Journal of the American Statistical Association | 2008
Kjell A. Doksum; Shijie Tang; Kam-Wah Tsui
We consider regression experiments involving a response variable Y and a large number of predictor variables X1, …, Xd, many of which may be irrelevant for the prediction of Y and thus must be removed before Y can be predicted from the X’s. We consider two procedures that select variables by using importance scores that measure the strength of the relationship between predictor variables and a response and keep those variables whose importance scores exceed a threshold. In the first of these procedures, scores are obtained by randomly drawing subregions (tubes) of the predictor space that constrain all but one predictor and in each subregion computing a signal-to-noise ratio (efficacy) based on a nonparametric univariate regression of Y on the unconstrained variable. The subregions are adapted to boost weak variables iteratively by searching (hunting) for the subregions in which the efficacy is maximized.
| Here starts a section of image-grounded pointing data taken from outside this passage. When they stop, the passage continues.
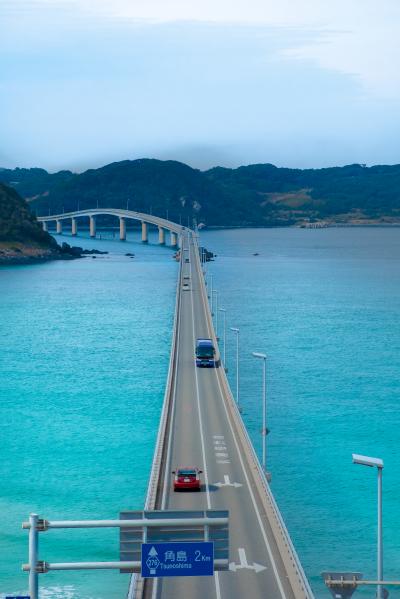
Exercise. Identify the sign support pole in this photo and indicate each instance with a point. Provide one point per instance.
(33, 557)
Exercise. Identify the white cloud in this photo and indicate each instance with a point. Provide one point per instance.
(356, 37)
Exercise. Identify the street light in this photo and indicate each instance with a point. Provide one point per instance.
(216, 312)
(264, 430)
(224, 314)
(375, 463)
(236, 331)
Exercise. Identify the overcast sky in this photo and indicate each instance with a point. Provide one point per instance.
(305, 83)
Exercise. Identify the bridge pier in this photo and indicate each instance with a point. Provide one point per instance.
(161, 236)
(145, 238)
(122, 228)
(92, 221)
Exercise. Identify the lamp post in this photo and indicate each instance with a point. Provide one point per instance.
(264, 430)
(378, 464)
(224, 315)
(216, 313)
(211, 292)
(236, 331)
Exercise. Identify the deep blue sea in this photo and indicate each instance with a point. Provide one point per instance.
(84, 356)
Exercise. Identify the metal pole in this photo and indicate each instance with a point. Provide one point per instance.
(237, 369)
(216, 313)
(380, 536)
(224, 315)
(33, 557)
(264, 431)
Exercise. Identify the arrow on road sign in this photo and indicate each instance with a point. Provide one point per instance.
(227, 483)
(243, 565)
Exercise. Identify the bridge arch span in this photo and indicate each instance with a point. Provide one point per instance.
(163, 224)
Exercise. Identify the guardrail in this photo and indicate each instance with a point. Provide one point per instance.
(286, 548)
(136, 583)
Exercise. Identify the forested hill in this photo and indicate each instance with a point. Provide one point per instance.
(18, 224)
(255, 195)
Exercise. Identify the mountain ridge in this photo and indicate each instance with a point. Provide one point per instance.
(252, 195)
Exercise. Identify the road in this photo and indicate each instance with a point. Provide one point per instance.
(204, 434)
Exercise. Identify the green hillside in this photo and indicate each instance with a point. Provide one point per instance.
(254, 195)
(18, 224)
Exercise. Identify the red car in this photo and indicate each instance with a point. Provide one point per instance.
(187, 479)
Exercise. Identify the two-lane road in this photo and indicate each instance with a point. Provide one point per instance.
(203, 434)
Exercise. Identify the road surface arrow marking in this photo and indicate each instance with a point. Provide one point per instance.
(244, 565)
(227, 483)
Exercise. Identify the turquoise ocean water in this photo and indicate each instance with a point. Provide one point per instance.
(85, 349)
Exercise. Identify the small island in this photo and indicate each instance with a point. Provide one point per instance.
(22, 238)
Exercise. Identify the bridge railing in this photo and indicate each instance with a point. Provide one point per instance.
(157, 221)
(286, 548)
(136, 583)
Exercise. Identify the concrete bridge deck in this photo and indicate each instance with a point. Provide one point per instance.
(202, 427)
(123, 215)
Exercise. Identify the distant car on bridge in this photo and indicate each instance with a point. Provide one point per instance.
(205, 353)
(187, 479)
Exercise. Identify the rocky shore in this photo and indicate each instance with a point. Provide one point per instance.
(13, 253)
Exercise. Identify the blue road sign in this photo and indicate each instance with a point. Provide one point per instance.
(177, 559)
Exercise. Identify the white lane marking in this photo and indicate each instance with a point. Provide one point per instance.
(216, 576)
(260, 522)
(264, 534)
(167, 480)
(244, 565)
(227, 483)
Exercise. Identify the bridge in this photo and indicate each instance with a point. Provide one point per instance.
(123, 215)
(201, 426)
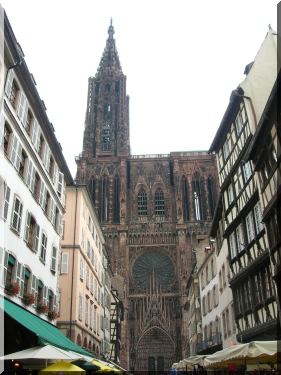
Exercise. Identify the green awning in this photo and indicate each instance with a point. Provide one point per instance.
(46, 332)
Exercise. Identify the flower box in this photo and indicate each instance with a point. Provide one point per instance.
(28, 299)
(12, 288)
(52, 314)
(41, 308)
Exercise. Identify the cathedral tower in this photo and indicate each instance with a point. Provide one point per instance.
(153, 210)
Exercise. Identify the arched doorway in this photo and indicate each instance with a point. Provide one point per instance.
(155, 352)
(78, 340)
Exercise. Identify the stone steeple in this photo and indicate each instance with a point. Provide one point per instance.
(110, 60)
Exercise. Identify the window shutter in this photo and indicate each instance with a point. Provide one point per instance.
(64, 263)
(30, 176)
(34, 287)
(14, 152)
(9, 82)
(258, 217)
(27, 225)
(3, 266)
(54, 259)
(42, 196)
(36, 239)
(46, 159)
(22, 108)
(20, 277)
(45, 293)
(7, 193)
(60, 185)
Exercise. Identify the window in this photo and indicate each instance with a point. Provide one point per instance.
(54, 259)
(26, 282)
(247, 171)
(185, 199)
(226, 150)
(7, 193)
(16, 155)
(10, 271)
(14, 94)
(105, 138)
(32, 229)
(239, 123)
(80, 307)
(51, 300)
(64, 263)
(29, 121)
(232, 245)
(258, 217)
(22, 108)
(86, 311)
(51, 167)
(230, 194)
(7, 138)
(240, 237)
(41, 146)
(159, 203)
(250, 227)
(60, 185)
(30, 179)
(37, 186)
(142, 203)
(17, 215)
(81, 269)
(23, 163)
(43, 247)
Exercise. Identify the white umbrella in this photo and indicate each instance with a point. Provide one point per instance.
(252, 352)
(44, 352)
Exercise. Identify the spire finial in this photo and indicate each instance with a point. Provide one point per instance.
(110, 29)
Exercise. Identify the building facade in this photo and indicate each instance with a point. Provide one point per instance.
(252, 285)
(32, 183)
(209, 294)
(264, 151)
(153, 210)
(82, 274)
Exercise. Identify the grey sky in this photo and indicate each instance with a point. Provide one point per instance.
(182, 59)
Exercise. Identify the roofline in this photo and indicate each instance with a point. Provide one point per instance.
(41, 111)
(234, 101)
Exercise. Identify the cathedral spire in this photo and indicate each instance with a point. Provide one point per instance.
(110, 59)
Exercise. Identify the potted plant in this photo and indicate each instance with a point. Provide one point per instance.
(41, 307)
(12, 288)
(28, 299)
(52, 314)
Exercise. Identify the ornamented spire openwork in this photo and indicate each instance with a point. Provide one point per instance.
(110, 60)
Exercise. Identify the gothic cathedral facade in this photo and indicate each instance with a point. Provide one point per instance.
(153, 210)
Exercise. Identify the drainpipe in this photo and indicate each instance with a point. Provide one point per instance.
(236, 93)
(72, 272)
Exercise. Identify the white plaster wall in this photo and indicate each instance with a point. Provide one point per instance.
(226, 297)
(261, 78)
(15, 244)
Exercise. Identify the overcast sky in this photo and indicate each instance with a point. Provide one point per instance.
(182, 59)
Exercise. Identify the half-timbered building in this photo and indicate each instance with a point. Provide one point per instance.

The efficacy can be viewed as an approximation to a one-to-one function of the probability of identifying features. By using importance scores based on averages of maximized efficacies, we develop a variable selection algorithm called EARTH (efficacy adaptive regression tube hunting) based on examining the conditional expectation of the response given all but one of the predictor variables for a collection of randomly, adaptively, and iteratively selected regions. The second importance score method (RFVS) is based on using random forest importance values to select variable. Computer simulations show that EARTH and RFVS are successful variable selection methods compared with other procedures in nonparametric situations with a large number of irrelevant predictor variables, and that when each is combined with the model selection and prediction procedure MARS, the tree-based prediction procedure GUIDE, and the random forest method, the combinations lead to improved prediction accuracy for certain models with many irrelevant variables. We give conditions under which a version of the EARTH algorithm selects the correct model with probability tending to 1 as the sample size n tends to infinity even if d → ∞as n → ∞. We include the analysis of a real data set in which we show how a training set can be used to find a threshold for the EARTH importance scores.